Finite element analysis modeling (fea) using fea programs, together with hand calculations, are used to show that a structure will not fail at ultimate loads nor yield at limit loads. Usually the loads are calculated per FAR Part 23, 25, or 27. Loads and stresses in highly redundant structures can be accurately determined using fea methods. A structure can be subjected to airloads, pressure loads, thermal loads, and dynamic loads from shock or random vibration excitation. The fea can take into account the combination of these loads. The material properties and loads can be linear or non-linear. ADI makes extensive use of fea modeling.

A detailed finite element analysis shows the stress distribution in the wing spar, skin, and rib components. For composite structures, the in-plane tension, compression, and shear stresses are shown and compared to material design allowables.
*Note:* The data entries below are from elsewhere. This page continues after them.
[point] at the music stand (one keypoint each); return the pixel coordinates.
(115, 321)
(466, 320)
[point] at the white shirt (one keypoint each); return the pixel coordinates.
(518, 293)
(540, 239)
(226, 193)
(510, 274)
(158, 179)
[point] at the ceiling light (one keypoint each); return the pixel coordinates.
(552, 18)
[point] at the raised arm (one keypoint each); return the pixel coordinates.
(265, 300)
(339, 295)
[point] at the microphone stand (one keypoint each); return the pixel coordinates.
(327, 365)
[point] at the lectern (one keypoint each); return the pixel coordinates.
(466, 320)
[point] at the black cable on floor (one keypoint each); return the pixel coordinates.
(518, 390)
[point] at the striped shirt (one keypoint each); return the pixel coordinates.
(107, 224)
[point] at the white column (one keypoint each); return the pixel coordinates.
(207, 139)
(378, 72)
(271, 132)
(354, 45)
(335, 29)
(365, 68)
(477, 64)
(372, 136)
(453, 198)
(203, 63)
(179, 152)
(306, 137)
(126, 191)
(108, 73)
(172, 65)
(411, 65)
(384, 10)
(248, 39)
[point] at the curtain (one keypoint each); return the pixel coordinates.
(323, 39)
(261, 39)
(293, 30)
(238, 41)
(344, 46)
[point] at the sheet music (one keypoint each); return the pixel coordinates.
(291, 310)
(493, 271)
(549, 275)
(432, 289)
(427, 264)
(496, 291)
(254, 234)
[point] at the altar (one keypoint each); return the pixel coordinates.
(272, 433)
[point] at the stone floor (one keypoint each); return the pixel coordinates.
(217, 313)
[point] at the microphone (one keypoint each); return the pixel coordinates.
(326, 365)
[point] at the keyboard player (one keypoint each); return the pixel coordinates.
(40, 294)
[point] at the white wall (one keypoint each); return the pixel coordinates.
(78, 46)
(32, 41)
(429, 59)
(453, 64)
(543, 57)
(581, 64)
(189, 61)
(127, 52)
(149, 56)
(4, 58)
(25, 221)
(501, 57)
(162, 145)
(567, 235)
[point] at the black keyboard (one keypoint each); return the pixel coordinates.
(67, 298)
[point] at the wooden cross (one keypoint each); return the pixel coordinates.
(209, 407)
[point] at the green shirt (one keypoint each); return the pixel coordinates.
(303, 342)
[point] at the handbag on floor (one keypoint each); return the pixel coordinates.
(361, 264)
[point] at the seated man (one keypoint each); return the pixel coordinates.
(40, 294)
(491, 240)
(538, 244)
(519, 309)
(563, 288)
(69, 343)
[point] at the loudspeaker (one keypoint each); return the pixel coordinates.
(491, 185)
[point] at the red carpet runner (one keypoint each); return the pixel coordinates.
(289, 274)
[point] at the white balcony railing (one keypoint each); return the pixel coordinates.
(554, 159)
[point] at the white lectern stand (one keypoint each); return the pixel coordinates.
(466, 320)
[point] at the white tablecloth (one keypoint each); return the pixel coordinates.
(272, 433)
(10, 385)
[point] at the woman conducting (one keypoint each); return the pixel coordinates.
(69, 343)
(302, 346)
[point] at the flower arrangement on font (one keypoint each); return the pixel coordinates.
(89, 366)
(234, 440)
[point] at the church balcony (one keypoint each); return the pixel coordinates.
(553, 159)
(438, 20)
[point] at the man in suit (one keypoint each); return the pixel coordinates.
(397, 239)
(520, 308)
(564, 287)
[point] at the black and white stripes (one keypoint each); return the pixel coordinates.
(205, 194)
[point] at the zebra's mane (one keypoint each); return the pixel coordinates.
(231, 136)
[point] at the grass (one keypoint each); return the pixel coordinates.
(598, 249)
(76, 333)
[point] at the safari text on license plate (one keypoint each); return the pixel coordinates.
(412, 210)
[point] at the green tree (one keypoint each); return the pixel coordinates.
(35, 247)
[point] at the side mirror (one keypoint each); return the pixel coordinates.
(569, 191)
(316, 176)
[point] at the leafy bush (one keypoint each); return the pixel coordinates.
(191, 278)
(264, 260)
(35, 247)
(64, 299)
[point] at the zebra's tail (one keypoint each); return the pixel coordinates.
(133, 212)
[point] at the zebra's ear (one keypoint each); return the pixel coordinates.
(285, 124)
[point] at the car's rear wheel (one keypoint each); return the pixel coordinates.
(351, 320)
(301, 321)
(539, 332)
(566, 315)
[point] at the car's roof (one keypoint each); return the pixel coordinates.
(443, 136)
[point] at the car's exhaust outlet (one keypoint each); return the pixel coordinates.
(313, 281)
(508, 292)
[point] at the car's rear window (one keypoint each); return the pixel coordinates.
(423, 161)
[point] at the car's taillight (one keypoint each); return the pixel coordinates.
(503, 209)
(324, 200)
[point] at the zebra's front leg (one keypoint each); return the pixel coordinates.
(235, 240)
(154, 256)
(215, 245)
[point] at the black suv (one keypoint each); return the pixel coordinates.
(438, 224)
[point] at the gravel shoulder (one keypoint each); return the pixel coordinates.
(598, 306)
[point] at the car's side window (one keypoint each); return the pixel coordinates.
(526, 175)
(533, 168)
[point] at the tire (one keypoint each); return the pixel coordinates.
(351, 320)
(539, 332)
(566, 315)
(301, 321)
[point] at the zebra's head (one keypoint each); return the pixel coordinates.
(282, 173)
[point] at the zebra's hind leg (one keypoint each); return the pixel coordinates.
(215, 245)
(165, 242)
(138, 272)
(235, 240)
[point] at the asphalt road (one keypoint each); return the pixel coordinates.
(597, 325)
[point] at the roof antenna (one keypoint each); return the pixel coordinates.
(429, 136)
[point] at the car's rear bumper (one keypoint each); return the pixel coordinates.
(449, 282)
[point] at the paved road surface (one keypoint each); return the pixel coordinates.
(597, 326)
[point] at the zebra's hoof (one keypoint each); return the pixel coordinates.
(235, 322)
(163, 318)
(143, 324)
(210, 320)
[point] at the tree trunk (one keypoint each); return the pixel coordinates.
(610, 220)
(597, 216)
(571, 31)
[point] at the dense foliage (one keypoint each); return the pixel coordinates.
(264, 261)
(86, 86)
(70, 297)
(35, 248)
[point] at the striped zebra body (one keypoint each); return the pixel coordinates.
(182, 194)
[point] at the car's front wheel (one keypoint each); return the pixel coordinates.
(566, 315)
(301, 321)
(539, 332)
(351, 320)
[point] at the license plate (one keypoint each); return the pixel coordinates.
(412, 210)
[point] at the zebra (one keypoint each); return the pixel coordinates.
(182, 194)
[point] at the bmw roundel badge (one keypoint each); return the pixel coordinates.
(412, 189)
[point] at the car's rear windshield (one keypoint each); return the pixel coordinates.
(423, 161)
The out-of -plane shear stress in the core elements are also determined for sandwich elements. On the left, the shear stress in the face sheet is shown on a deflected wing. The red and gray show areas of high stress.

Often a complete fuselage structure is modeled. After a static analysis is performed, the fea input file is modified to perform the eigenvalue analysis necessary for a flutter analysis.

Although text output files show detailed stresses and loads, stress contours are used extensively to quickly identify areas of high stress.

A buckling analysis is also performed to show that the skin panels and ribs do not buckle under ultimate loads.